カーラさんを見ながらそんなことを思っていると、カーラさんはハッと何かに気づいたように目を見開いた。
そして慌てたように口を開く。
「わ、忘れてました!そういえばシンさんに、お会いしたいという方がいらっしゃってまして……」
「ん?俺に?誰だ?」
それに俺は首をひねった。
だって俺、普通に知り合い少ないし、それに数少ない知り合いの親父や門番の奴らや街の住人の奴らなら顔パスで上がってくるし、わざわざ呼び出しなんてされたのは初めてなのだ。
ん~?本当に心当たりがない。そう思っていると、
「なんでも、昨日オークに襲われていた時に、シンさんに助けてもらった方らしくて」
カーラさんがそんなことを言ってきた。ああ~。わかった。おばちゃんか。ったく。気にしなくてもいいのに。
そう思いながらも、俺は視線を一階に向ける。すると、いつものバカ騒ぎの騒がしさじゃなく、異質なざわめきが、そこにはあった。
あれ?ティアに夢中で気付かなかったけど、何かあったようだ。そう思いながらも視線を受付の方へ持っていき、気づいた。
そこには、おばちゃんは居らず、この騒ぎの元凶がいた。
それは、艶々と輝く黒髪を振りかざし、辺りをキョロキョロと見わたす、一人の女の子だった。
ロビーに居る人間たち、全員の視線を集めるその子は、格好こそ俺たち平民と変わらないが、その雰囲気で分かる。
――貴族だ。
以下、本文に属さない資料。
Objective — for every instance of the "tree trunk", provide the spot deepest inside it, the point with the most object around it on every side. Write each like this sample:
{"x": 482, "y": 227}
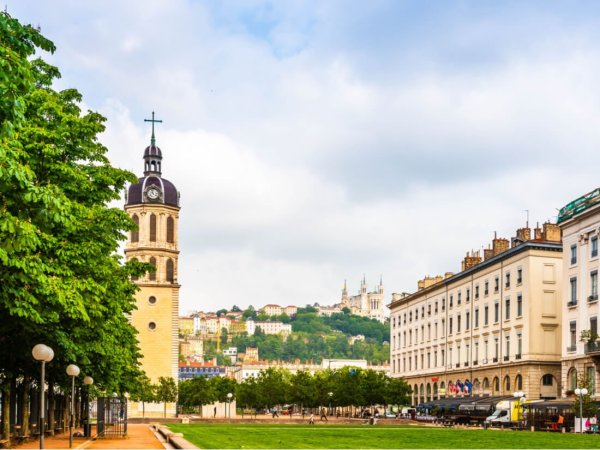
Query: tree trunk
{"x": 25, "y": 405}
{"x": 6, "y": 411}
{"x": 51, "y": 401}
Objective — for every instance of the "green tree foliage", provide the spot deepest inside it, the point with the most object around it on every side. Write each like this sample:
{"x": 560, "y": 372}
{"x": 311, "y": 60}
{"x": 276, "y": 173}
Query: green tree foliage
{"x": 166, "y": 391}
{"x": 62, "y": 281}
{"x": 347, "y": 386}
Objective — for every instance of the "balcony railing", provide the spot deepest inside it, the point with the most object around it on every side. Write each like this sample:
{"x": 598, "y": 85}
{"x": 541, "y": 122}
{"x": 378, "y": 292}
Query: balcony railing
{"x": 592, "y": 348}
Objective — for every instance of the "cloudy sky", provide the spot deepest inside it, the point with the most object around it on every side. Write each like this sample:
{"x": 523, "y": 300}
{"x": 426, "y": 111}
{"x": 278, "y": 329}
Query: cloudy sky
{"x": 317, "y": 141}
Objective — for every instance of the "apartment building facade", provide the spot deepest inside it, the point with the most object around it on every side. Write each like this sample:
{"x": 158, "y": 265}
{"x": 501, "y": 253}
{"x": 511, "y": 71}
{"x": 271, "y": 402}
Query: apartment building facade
{"x": 492, "y": 329}
{"x": 580, "y": 224}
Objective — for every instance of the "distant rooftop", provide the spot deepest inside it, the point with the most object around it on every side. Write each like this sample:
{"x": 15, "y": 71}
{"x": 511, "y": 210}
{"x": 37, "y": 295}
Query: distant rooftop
{"x": 579, "y": 205}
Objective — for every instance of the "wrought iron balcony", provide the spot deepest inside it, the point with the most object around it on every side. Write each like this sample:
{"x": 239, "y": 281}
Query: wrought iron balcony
{"x": 592, "y": 348}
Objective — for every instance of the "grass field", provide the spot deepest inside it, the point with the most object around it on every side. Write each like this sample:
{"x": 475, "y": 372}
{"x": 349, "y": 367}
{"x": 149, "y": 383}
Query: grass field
{"x": 364, "y": 436}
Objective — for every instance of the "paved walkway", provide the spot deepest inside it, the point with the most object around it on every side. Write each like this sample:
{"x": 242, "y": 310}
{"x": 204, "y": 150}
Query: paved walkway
{"x": 139, "y": 436}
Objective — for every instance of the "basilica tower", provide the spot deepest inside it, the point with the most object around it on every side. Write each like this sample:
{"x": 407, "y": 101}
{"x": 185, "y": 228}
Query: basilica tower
{"x": 153, "y": 204}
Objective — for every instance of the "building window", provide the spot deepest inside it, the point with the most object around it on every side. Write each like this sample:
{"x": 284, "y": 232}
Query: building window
{"x": 573, "y": 301}
{"x": 496, "y": 349}
{"x": 593, "y": 285}
{"x": 170, "y": 271}
{"x": 135, "y": 233}
{"x": 152, "y": 275}
{"x": 572, "y": 336}
{"x": 152, "y": 228}
{"x": 170, "y": 230}
{"x": 591, "y": 379}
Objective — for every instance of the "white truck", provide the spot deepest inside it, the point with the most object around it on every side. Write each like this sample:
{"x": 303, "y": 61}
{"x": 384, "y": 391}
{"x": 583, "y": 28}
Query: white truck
{"x": 507, "y": 412}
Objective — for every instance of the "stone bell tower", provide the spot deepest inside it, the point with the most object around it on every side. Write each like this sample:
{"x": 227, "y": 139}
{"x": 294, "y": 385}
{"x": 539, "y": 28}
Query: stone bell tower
{"x": 153, "y": 204}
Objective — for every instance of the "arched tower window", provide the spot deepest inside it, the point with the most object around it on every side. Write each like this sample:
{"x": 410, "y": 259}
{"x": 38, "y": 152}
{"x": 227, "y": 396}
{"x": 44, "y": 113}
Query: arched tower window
{"x": 135, "y": 234}
{"x": 152, "y": 228}
{"x": 152, "y": 275}
{"x": 170, "y": 230}
{"x": 134, "y": 277}
{"x": 170, "y": 271}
しかも、かなり上位の……!
見た瞬間。そう思った。
小さな頃からその雰囲気を纏えるように礼儀作法を煩く叩き込まれ、屋敷を追い出されて小屋に住んでる間に、拒否反応まで起こすようになった俺にはわかる。これは……
――吐き気がするほど大嫌いな、あの雰囲気だ……!
ギリッと口から嫌な音がする。知らず知らずのうちに、体に力が入っていたらしい。
それを確認して、俺はとりあえず頭を冷やそうと、視線を天井に向け、息を吐く。すると少しだけ、頭が冷えたような気がした。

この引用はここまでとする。